# Momma said "Please don't knock me out."



## Bill Mattocks (Sep 10, 2011)

http://www.upi.com/Top_News/US/2011...cused-of-knocking-out-mom/UPI-29461315236634/



> NAPLES, Fla., Sept. 5 (UPI) -- A Florida man was arrested for allegedly knocking out his mother after she complained about his practicing martial arts in their home, authorities said.
> 
> Collier County sheriff's deputies arrested Cory William Morrel, 27, of East Naples after arriving at the home and finding his mother disoriented, the Naples Daily News reported Saturday.
> 
> ...


----------



## Sukerkin (Sep 11, 2011)

Oh dear .  Not only a very bad situation for the family involved but another one of those little 'black marks' against what many still perceive as the violence and aggression inherent in martial arts.

Oh and why is a man still living with his mother at 27?


----------



## Touch Of Death (Sep 11, 2011)

Sukerkin said:


> Oh dear .  Not only a very bad situation for the family involved but another one of those little 'black marks' against what many still perceive as the violence and aggression inherent in martial arts.
> 
> Oh and why is a man still living with his mother at 27?

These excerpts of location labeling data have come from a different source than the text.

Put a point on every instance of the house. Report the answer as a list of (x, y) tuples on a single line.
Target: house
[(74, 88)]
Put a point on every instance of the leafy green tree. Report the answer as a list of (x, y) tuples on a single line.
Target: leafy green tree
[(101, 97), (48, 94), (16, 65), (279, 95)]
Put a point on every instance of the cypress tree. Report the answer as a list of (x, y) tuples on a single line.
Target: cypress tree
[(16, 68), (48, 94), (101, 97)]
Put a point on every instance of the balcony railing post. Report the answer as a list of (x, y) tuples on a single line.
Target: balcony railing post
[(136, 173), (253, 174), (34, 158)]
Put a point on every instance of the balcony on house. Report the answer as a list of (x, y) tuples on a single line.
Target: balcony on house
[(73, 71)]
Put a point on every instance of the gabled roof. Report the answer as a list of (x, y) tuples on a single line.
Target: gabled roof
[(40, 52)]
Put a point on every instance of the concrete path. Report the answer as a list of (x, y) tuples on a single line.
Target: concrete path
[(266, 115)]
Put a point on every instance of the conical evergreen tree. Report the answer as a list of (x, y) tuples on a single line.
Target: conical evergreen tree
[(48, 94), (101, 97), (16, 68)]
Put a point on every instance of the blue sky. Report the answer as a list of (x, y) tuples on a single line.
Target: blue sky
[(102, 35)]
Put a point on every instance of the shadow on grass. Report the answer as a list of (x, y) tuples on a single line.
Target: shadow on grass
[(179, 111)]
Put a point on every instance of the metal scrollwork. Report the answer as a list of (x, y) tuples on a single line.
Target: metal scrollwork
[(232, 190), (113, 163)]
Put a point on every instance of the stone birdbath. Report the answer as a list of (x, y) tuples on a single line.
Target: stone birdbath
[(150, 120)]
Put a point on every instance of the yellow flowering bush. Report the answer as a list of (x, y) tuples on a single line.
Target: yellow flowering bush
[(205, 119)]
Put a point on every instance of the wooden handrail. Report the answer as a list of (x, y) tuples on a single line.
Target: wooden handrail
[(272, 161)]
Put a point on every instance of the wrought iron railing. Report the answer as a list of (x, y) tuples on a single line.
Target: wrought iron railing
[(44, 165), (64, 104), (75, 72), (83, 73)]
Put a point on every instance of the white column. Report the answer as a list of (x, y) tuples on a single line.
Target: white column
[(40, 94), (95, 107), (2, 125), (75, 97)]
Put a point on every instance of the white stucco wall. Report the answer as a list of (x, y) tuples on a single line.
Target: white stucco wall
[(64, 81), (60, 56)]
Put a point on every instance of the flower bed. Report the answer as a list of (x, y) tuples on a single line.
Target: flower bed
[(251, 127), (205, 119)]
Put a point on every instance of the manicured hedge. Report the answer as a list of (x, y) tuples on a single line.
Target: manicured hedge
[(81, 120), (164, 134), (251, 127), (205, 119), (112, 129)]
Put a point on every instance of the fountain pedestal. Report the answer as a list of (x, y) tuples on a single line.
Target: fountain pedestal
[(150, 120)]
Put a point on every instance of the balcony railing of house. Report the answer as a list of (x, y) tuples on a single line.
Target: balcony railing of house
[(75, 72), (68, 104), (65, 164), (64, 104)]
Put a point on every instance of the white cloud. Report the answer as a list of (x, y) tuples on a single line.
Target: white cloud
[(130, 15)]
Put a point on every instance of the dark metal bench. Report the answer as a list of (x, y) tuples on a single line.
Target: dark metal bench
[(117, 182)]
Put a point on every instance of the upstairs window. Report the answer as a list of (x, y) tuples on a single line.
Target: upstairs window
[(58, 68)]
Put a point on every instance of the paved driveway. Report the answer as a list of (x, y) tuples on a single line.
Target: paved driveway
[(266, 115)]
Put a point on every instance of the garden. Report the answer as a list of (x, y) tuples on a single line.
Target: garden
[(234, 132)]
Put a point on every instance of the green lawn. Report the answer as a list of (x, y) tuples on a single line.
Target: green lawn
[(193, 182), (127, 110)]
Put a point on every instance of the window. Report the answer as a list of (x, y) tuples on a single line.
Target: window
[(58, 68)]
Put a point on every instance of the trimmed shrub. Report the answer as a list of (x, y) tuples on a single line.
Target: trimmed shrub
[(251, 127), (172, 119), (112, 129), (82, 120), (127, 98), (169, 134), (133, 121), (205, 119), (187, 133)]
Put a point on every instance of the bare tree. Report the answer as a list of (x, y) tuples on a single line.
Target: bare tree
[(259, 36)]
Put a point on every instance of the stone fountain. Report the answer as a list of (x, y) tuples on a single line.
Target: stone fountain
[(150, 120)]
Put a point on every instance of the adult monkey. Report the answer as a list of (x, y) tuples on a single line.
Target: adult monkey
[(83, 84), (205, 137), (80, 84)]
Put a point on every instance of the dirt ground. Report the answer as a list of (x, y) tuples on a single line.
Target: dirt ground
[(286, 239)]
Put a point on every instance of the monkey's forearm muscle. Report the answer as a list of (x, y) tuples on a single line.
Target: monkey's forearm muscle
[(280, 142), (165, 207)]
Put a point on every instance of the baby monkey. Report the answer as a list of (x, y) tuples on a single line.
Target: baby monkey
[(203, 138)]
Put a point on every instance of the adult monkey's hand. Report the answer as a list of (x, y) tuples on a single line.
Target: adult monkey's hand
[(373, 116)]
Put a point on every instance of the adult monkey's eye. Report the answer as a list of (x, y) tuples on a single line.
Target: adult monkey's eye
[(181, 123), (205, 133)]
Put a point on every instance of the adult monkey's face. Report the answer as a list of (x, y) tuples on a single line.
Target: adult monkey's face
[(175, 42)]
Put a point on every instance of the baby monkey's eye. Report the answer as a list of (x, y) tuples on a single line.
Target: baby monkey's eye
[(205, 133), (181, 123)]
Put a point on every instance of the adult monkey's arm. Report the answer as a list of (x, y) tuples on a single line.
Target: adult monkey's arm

During the industrial revolution, some well intending people took an animal rights act, and added human children on to the act and made it against the law to let kids work and learn a trade until the age of eighteen. That is a little late for some; they never do get their crap together; so, they end up laying around their mom's house watching soaps, and because they are angry that some immigrant took their job, they occasionally jack mom in the face for her insolence.
Sean


----------



## seasoned (Sep 11, 2011)

Sukerkin said:


> Oh and why is a man still living with his mother at 27?





Touch Of Death said:


> During the industrial revolution, some well intending people took an animal rights act, and added human children on to the act and made it against the law to let kids work and learn a trade until the age of eighteen. That is a little late for some; they never do get their crap together; so, they end up laying around their mom's house watching soaps, and because they are angry that some immigrant took their job, they occasionally jack mom in the face for her insolence.
> Sean


Add FOOL to the above, and it is complete.


----------